B. Monarchies protestantes - Républiques catholiques
Une éventuelle objection à ces thèses pourrait revêtir cette formulation:
si le mouvement républicain universel est vraiment le fruit de l'esprit
protestant, comment expliquer que, dans le monde, il n'y ait actuellement qu'un
seul roi catholique, alors que tant de pays protestants soient restés
monarchiques?
L'explication est simple. Pour toutes sortes de raisons historiques,
psychologiques, etc., l'Angleterre, les Pays-Bas et les nations nordiques ont
beaucoup d'affinités avec la monarchie.

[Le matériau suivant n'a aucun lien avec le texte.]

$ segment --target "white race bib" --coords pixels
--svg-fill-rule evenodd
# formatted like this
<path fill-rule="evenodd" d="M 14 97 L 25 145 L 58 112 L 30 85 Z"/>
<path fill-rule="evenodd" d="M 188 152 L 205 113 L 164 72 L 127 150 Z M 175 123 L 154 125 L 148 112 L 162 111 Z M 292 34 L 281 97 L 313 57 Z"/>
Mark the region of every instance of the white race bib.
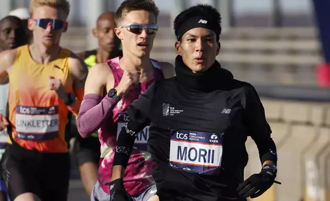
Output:
<path fill-rule="evenodd" d="M 8 133 L 7 128 L 6 128 L 3 131 L 0 131 L 0 145 L 7 144 L 8 143 Z"/>
<path fill-rule="evenodd" d="M 121 130 L 121 128 L 130 120 L 130 117 L 125 112 L 121 112 L 118 117 L 117 127 L 117 139 Z M 134 143 L 134 148 L 139 150 L 147 151 L 147 142 L 149 138 L 149 126 L 147 126 L 141 132 L 137 133 Z"/>
<path fill-rule="evenodd" d="M 58 107 L 18 105 L 15 127 L 17 137 L 32 140 L 49 140 L 58 136 Z"/>
<path fill-rule="evenodd" d="M 170 166 L 200 174 L 215 175 L 222 157 L 222 133 L 172 130 Z"/>

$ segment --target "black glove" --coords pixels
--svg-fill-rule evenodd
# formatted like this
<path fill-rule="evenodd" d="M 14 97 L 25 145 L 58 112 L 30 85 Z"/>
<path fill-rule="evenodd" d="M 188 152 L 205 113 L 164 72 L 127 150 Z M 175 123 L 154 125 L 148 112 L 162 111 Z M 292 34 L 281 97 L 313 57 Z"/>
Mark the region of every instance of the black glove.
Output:
<path fill-rule="evenodd" d="M 118 178 L 110 184 L 110 201 L 133 201 L 131 195 L 123 187 L 122 179 Z"/>
<path fill-rule="evenodd" d="M 274 183 L 277 173 L 277 169 L 275 166 L 265 165 L 259 174 L 253 174 L 239 184 L 237 188 L 238 195 L 251 198 L 261 195 Z M 280 183 L 276 183 L 280 184 Z"/>

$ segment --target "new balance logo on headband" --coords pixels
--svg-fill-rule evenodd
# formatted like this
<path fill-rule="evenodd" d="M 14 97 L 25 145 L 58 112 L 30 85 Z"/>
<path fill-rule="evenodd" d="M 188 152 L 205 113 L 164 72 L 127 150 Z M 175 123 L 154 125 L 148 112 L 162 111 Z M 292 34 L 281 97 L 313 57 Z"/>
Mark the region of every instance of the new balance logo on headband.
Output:
<path fill-rule="evenodd" d="M 199 19 L 199 22 L 198 22 L 198 23 L 207 24 L 208 21 L 204 19 Z"/>

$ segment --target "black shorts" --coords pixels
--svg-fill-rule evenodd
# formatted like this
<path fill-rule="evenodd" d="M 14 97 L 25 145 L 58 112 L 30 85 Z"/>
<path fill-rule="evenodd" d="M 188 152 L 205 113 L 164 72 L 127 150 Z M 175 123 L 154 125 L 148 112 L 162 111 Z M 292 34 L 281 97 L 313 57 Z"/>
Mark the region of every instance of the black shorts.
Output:
<path fill-rule="evenodd" d="M 73 152 L 79 166 L 88 162 L 94 163 L 98 166 L 101 156 L 101 144 L 98 137 L 90 136 L 84 138 L 78 135 Z"/>
<path fill-rule="evenodd" d="M 2 177 L 11 200 L 24 193 L 42 200 L 67 200 L 70 179 L 69 153 L 30 151 L 8 145 L 2 159 Z"/>

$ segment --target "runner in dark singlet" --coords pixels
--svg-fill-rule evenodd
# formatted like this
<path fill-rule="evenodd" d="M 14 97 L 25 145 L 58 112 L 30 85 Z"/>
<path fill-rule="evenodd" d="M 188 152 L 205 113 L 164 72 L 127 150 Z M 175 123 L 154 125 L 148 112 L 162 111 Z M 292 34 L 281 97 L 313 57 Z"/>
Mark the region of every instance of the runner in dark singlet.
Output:
<path fill-rule="evenodd" d="M 8 16 L 0 20 L 0 51 L 14 49 L 26 43 L 25 27 L 23 22 L 14 16 Z M 7 113 L 9 77 L 0 78 L 0 114 Z M 0 131 L 0 158 L 5 152 L 8 140 L 7 130 Z M 7 188 L 0 180 L 0 201 L 8 200 Z"/>
<path fill-rule="evenodd" d="M 59 46 L 68 28 L 67 0 L 32 0 L 29 29 L 33 43 L 0 53 L 0 78 L 9 76 L 8 115 L 0 131 L 10 134 L 2 177 L 15 201 L 67 199 L 70 157 L 67 115 L 78 113 L 88 70 Z"/>
<path fill-rule="evenodd" d="M 115 28 L 114 13 L 105 12 L 97 18 L 93 34 L 98 41 L 98 47 L 77 54 L 84 60 L 89 70 L 96 64 L 122 56 L 119 49 L 120 41 L 115 34 Z M 71 125 L 77 129 L 75 121 Z M 97 170 L 101 156 L 101 144 L 97 132 L 86 138 L 78 135 L 74 145 L 74 152 L 77 157 L 81 181 L 86 192 L 90 195 L 97 181 Z"/>

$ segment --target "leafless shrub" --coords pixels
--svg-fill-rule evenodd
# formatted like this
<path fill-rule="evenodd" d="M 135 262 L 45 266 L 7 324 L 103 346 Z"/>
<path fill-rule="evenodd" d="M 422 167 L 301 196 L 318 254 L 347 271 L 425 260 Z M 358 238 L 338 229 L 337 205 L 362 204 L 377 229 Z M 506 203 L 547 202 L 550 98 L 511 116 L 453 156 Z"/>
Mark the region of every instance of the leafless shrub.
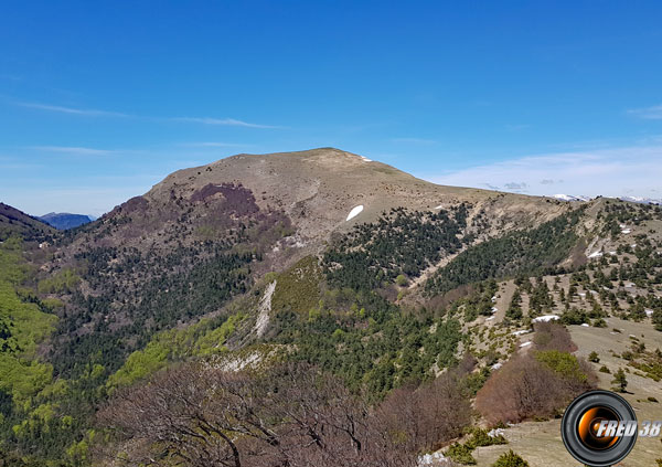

La Révolution, en pénétrant chez elles,
n'a pas réussi à éviter que le sentiment monarchique ne se
"coagulât". C'est ainsi que la monarchie continue à survivre
obstinément dans ces pays, bien que la Révolution y pénètre toujours plus
profondément dans d'autres domaines. "Survivre"... oui, dans la
mesure où mourir à petit feu peut s'appeler survivre. Car la monarchie
anglaise, réduite dans une très large mesure à un rôle d'apparat, et les autres
monarchies protestantes, transformées pour ainsi dire en républiques dont la
magistrature suprême serait inamovible et héréditaire, agonisent doucement et
s'éteindront sans bruit si les choses poursuivent leur cours.
Sans contester que d'autres causes puissent contribuer à cette survie, il
convient toutefois de faire ressortir le facteur - d'ailleurs très important -
qui s'insère dans le propos de notre exposition: chez les nations latines, au
contraire, l'amour d'une discipline externe et visible, d'un pouvoir public
doté de force et de prestige est - pour de nombreuses raisons - bien moindre.
La Révolution n'a donc pas trouvé chez elles l'obstacle d'un sentiment
monarchique aussi enraciné. Elle y détrôna facilement les rois. Mais elle n'a
pas eu suffisamment de force jusqu'ici pour en arracher la religion.